Current Generation Hardware Speculation with a Technical Spin [post GDC 2020] [XBSX, PS5]

Status
Not open for further replies.
That would be valid look at things. We don't actually have a RDNA with 52 CUs though, so it's hard to say how much the additional CUs are adding to performance here vs console advantages.

I would guess very little. They add some texture sampling performance and ALU for the most part. I guess it depends whether gears is TMU bound or ALU bound. I'd guess ALU bound for the most part like most games.
 
I would guess very little. They add some texture sampling performance and ALU for the most part. I guess it depends whether gears is TMU bound or ALU bound. I'd guess ALU bound for the most part like most games.
considering that Radeon VII is 60 CUs.. running 1800 Mhz, with 1TB of bandwidth and 16GB of capacity. I'm bound to agree. I'm not sure what the bottleneck is to be honest.

they definitely have an occupancy problem on the radeon though, RDNA 1 is running circles around it. RDNA 2 much more so.
 
What's does it even mean ? total cache ? It's totally useless and a smart...PR statement. They probably count every memory things (like registers) that are on the APU. Bullshit statement. They were much more specific (and proud) in the case of XBX L2 cache:



Here on Series X they are proud of their locked clocks, the number of CU, the total Tflops count and finally the presence of AI integer silicon (I am talking about hardware features, not the rest which is software features). Not L1 or L2 cache, or they would have stated it. "We have twice more L2 cache than 5700XT" (meaning we have twice more L2 cache than PS5). Like they did here: "we have locked clocks (PS5 doesn't), "We have 52CUs" (PS5 only 36) etc.

You seem a tad bit emotional here over something that may not be worth discussing. You're comparing 2 different products here. Scorpio was meant to make XBO games go to 4K. They had to take an existing architecture and make it work at 4K resolution. There were going to be changes to things to make that happen.
If the cache levels are sufficient for 4K given the number of CUs, why change things? The silicon could be useful elsewhere. GCN 2 was never designed around 4K. But RDNA 2 probably is.

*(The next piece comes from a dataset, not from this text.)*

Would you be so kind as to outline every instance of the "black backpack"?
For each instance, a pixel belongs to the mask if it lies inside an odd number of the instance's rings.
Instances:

MS is going through the same build process like they did with Scorpio, they're simulating live code on the device well before they burned the chip. They released Ray tracing earlier and I'm sure that gave them a fairly real look at RT performance on their console as well. All of this before they started burning chips. And I'm sure once the first few chips were made, they invited developers in to test their game code on it. And they talk about that, you can see the different existing games running on Scarlett, and it's hitting the performance marks where they want them to.

They (DF) literally wrote about Gears 5 performance hitting 2080 (whoops wrote TI earlier) performance. They talked about Minecraft RTX, which is not quite at 2080 performance. It's all there. We don't need to guess at Xbox's performance, we have some benchmarks already that can tell us where it sits approximately.

If they didn't care to beef the cache, maybe there was bigger items to resolve. I don't think it's bullshit, maybe its just not needed this time around.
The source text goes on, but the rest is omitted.